ようやく落ち着きを見せたとはいえ、コロナ禍のさなか、横倉義武現会長に対し、クーデター的手法で中川俊男現副会長が出馬し、全国各地の両陣営では切り崩し工作が行われている。「かつての自民党総裁選並みに実弾が飛び交っている」とも噂される地域もあるぐらいだ。
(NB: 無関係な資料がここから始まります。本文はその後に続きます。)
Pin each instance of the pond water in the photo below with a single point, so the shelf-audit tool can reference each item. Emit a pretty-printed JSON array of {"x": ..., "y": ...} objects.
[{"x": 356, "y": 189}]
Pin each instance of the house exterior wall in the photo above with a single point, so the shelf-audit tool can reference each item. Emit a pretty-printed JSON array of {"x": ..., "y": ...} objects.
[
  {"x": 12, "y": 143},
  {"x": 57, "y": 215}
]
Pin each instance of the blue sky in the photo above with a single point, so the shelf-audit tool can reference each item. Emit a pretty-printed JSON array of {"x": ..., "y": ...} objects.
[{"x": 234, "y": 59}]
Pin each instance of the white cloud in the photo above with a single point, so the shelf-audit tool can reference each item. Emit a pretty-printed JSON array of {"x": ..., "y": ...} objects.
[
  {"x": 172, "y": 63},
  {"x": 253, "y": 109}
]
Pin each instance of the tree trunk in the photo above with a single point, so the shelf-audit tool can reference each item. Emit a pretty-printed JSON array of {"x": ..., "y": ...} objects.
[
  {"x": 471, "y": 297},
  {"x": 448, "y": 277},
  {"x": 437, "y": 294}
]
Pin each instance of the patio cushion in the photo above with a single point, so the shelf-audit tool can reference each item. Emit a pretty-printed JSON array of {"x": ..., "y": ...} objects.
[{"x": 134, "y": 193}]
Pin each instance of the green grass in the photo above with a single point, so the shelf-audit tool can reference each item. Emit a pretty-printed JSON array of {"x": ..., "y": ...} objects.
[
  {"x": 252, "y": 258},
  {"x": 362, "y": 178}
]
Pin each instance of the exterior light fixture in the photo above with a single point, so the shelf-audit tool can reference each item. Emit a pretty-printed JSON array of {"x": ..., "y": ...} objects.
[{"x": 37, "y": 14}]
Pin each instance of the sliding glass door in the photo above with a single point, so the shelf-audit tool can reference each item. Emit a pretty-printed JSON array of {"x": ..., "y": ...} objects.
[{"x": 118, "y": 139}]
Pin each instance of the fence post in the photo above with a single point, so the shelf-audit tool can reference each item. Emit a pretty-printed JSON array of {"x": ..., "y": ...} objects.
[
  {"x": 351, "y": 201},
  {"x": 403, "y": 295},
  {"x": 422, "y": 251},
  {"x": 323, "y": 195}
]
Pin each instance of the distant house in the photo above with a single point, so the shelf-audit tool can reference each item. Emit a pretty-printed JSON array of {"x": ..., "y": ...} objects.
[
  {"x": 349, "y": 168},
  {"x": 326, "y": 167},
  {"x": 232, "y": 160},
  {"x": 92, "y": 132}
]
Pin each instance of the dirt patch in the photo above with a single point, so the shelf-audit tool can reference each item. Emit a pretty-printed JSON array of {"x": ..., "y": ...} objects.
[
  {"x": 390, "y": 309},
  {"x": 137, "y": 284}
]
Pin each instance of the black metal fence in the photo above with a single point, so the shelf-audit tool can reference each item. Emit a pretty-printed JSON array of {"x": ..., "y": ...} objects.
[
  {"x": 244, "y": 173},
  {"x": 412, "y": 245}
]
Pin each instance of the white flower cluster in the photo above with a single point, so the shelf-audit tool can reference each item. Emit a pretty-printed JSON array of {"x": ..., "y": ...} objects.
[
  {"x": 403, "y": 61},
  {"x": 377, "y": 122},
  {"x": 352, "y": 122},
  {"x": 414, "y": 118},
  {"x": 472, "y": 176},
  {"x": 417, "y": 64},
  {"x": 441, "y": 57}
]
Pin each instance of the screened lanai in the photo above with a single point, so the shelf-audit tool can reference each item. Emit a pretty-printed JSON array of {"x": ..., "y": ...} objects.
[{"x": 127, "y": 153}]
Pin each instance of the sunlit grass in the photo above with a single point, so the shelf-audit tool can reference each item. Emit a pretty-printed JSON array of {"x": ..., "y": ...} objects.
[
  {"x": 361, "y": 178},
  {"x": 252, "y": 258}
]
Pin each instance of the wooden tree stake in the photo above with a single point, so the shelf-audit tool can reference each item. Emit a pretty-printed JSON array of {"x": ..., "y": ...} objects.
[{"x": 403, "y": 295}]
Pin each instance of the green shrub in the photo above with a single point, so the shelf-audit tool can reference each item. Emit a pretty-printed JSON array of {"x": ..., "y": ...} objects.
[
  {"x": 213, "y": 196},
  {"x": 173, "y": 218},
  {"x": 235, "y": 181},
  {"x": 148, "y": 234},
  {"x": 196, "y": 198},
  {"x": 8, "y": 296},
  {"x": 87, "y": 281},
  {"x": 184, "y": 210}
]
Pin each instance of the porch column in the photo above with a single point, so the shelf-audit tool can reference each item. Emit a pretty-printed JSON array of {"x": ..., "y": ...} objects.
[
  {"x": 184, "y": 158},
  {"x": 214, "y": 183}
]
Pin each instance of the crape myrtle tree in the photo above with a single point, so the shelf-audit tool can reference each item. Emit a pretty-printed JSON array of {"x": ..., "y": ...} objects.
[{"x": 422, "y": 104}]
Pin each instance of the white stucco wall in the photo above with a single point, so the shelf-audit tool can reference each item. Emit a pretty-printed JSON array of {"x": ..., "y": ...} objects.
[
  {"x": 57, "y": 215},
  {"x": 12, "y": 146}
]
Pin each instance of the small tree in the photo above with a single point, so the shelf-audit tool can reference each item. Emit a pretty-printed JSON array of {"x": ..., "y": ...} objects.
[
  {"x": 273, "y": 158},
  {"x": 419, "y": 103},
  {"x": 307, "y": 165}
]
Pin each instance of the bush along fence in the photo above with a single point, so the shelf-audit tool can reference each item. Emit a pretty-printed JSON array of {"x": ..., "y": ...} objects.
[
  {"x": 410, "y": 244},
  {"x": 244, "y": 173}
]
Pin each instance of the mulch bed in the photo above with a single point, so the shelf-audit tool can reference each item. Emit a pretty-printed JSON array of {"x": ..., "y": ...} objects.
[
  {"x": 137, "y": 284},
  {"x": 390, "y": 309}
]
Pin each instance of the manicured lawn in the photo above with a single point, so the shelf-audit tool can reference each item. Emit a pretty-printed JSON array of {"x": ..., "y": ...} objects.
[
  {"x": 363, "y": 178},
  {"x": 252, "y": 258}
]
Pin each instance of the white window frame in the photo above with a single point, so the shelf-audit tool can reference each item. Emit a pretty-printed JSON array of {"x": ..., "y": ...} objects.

地方に住む中堅の医師会員はうんざりした様子で話し始めた。
「当初は“様子見”を決め込んでいた四国でさえ、完全に巻き込まれている。通常なら、現職の横倉会長で即決だったはず。横倉さんは、人格者として慕われているだけでなく、実績もあるし、政界・官界に広い人脈がある。本来なら争う余地はないんです。しかし、会長が立候補をちゅうちょしたことで、中川さんにアドバンテージを与えてしまった。そもそも中川さんは、3年前からひそかに横倉さんを出し抜いて、会長選出馬の準備をしていた。それでも“劣勢”なのですが……。必死の巻き返し工作をはかり、各県に“旗幟(きし)鮮明”を求めている。北海道に地盤のある中川さんと、福岡から出てきた横倉さん。われわれの間では“天下分け目の関ヶ原”とやゆされています」
ただ、そう解説した後ですぐに「横田さん、東京だから様子わかるでしょう? 東京の票読みがわかったら教えて」と、付け加えることを忘れなかった。その言葉からは、情勢次第では、勝ち馬に乗りたいという意図が透けていて、おかしくもあり怖さも感じられた。